Equitivo was retained by the administrators as former consultants to THC to advise and assist with their knowledge of the platform and its processes. The firm’s time costs for the six-month period amounted to £53,980, of which all has been paid.
£13,699 was racked up in pre-administration costs, including from Quantuma, JMW Solicitors LLP and for Equitivo’s pre-appointment consultancy costs. The joint administrators’ remuneration costs including the pre-appointment costs, have not yet been approved, so they said they are taking steps from the court to approve these.
The joint administrators said they will seek an extension to the maximum 12-month period of administration from unsecured creditors.
They said that they will apply to court for directions on the fairest distribution mechanisms to return funds to auto-invest and self-select retail lenders, because it is currently unclear as to how net bridging and development loan realisations should be properly and accurately distributed to retail lenders due to inaccurate record keeping.

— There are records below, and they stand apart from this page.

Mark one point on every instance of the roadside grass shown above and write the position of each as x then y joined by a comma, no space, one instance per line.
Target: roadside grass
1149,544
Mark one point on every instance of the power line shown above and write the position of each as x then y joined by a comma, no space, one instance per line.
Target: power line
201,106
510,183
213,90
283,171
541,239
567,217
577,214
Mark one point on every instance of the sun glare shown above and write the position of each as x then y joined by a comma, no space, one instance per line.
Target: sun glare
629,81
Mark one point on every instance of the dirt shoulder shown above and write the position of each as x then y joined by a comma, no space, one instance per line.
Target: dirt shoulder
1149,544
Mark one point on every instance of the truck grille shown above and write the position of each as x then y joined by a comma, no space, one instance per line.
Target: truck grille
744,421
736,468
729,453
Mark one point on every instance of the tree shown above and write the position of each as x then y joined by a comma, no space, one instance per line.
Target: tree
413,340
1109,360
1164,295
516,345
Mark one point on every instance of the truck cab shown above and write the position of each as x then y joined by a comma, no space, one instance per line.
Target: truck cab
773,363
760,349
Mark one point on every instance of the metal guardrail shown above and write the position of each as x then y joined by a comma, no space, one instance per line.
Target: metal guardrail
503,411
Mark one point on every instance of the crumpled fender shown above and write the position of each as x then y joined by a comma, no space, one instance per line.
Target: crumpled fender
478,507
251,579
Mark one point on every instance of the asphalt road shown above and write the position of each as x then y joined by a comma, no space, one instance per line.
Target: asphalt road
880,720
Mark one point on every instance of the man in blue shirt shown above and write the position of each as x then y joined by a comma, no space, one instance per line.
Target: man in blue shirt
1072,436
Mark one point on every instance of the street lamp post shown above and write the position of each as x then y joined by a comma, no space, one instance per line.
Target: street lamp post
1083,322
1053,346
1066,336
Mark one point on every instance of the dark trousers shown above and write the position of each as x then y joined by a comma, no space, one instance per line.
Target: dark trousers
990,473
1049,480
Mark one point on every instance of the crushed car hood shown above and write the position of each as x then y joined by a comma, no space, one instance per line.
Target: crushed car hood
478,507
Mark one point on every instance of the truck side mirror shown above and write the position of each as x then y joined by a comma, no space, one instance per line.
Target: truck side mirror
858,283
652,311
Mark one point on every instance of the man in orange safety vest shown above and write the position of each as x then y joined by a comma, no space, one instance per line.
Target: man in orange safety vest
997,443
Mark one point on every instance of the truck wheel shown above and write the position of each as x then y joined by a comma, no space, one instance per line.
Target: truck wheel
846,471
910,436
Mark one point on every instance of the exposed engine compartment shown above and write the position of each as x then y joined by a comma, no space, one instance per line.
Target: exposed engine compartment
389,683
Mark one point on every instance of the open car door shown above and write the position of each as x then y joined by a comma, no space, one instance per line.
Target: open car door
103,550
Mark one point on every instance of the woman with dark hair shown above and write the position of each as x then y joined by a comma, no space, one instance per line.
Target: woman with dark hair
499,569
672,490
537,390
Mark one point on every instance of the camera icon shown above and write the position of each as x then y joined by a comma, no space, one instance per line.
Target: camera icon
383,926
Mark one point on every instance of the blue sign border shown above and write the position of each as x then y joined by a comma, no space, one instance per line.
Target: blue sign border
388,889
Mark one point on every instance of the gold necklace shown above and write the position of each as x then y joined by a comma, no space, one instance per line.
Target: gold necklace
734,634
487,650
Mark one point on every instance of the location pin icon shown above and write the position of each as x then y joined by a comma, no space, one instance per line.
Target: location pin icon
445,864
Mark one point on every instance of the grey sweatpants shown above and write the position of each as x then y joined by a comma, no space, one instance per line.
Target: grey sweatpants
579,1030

The joint administrators said they have successfully reconciled the monies held with third-party payment providers Mango Pay and Woodside Corporate and have asked that all of the concerned retail lenders provide their bank account details so that their funds can be returned to them.
To date they have returned £84,000 out of £103,000 to retail lenders and are awaiting bank details from some investors to pay out the remaining £19,000.
The joint administrators have identified non-invested funds held by THC in its pre-administration bank accounts and have contacted the relevant retail lenders for their bank account details to get this paid.
The joint administrators have recovered around £85,000 from THC’s former solicitors Jane Hartley Associates, which possessed some undeployed monies from the platform’s retail lenders. These funds have been ring-fenced in separate bank accounts before being repatriated back to retail lenders.
They said the directors’ statement of affairs estimated House Crowd Property’s special purpose vehicle loans have a book value of £76,018, but the realisation of this is uncertain.
After advice from CASS and discussions with the City regulator, the joint administrators said they plan to create a process that will make sure funds that come into their possession and are considered client money will be put into segregated ring-fenced bank accounts for retail lenders to be paid to them.
The peer-to-peer property lending platform went into administration on February 26 2021 and Frank Ofonagoro, Jeremy Woodside and Frank Wessely at business advisory firm Quantuma were appointed as joint administrators with consent from the Financial Conduct Authority.